County, Everett, Terrace share in state energy grants

  • Sun Aug 12th, 2012 7:03pm
  • News

By Amy Daybert Herald Writer

EVERETT — Snohomish County and two cities are getting help from the state to pay for projects aimed at saving energy and dollars.

The state Department of Commerce announced this week that more than $11 million in grant money was awarded to create ways to cut energy costs at 20 local government facilities and 10 colleges.

Snohomish County received $462,000 while the city of Everett was given $262,206. The city of Mountlake Terrace was awarded $79,500.

The funds awarded to the county will go toward funding $1.8 million in improvements at the Snohomish County Jail, facilities director Mark Thunberg said.

Some of those improvements include replacing boilers and chillers for the heating, ventilation and air-conditioning system and installing plumbing controls in the older Wall Street building to bring it up to par with the newer one on Oakes Avenue.

“There’s huge water savings there,” Thunberg said. “The total savings for the entire project, with labor and utilities is $105,000 per year.”

Everett also applied to use its grant money for heating, ventilation and air-conditioning system replacement and upgrades as well as roofing and insulation projects, said Nisha Wade, spokeswoman for the Department of Commerce. Improvements were designated for several buildings including the Everett Library, Culmback Building, Everett Fire Station No. 1, Carl Gipson Senior Center and the Wall Street Building.

The grant money awarded to Mountlake Terrace will be spent retrofitting light fixtures throughout the city, public works director Curt Brees said. The plan is to replace 248 city-owned streetlights with energy-efficient LED, short for light emitting diode, fixtures. The Snohomish County Public Utility District has also pledged $39,500 to support the project, Brees said. That brings the city’s contribution to approximately $120,000.

The lighting retrofit will save the city and estimated $25,000 each year in energy and maintenance costs, Brees said.
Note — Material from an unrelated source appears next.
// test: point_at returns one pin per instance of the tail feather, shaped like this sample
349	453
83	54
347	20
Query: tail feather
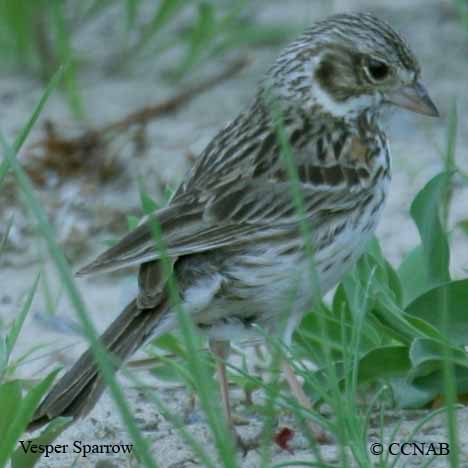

A return on investment for the city funded portion is expected within 5 years.

“It’s a project that pays for itself in a relatively short amount of time and starts paying you back,” Brees said.

A bill passed this year by the Legislature appropriated $38 million to the state Department of Commerce for the energy cost savings grants.

In all, $20 million will go to higher education facilities and $18 million to local governments for energy and operational cost savings improvements.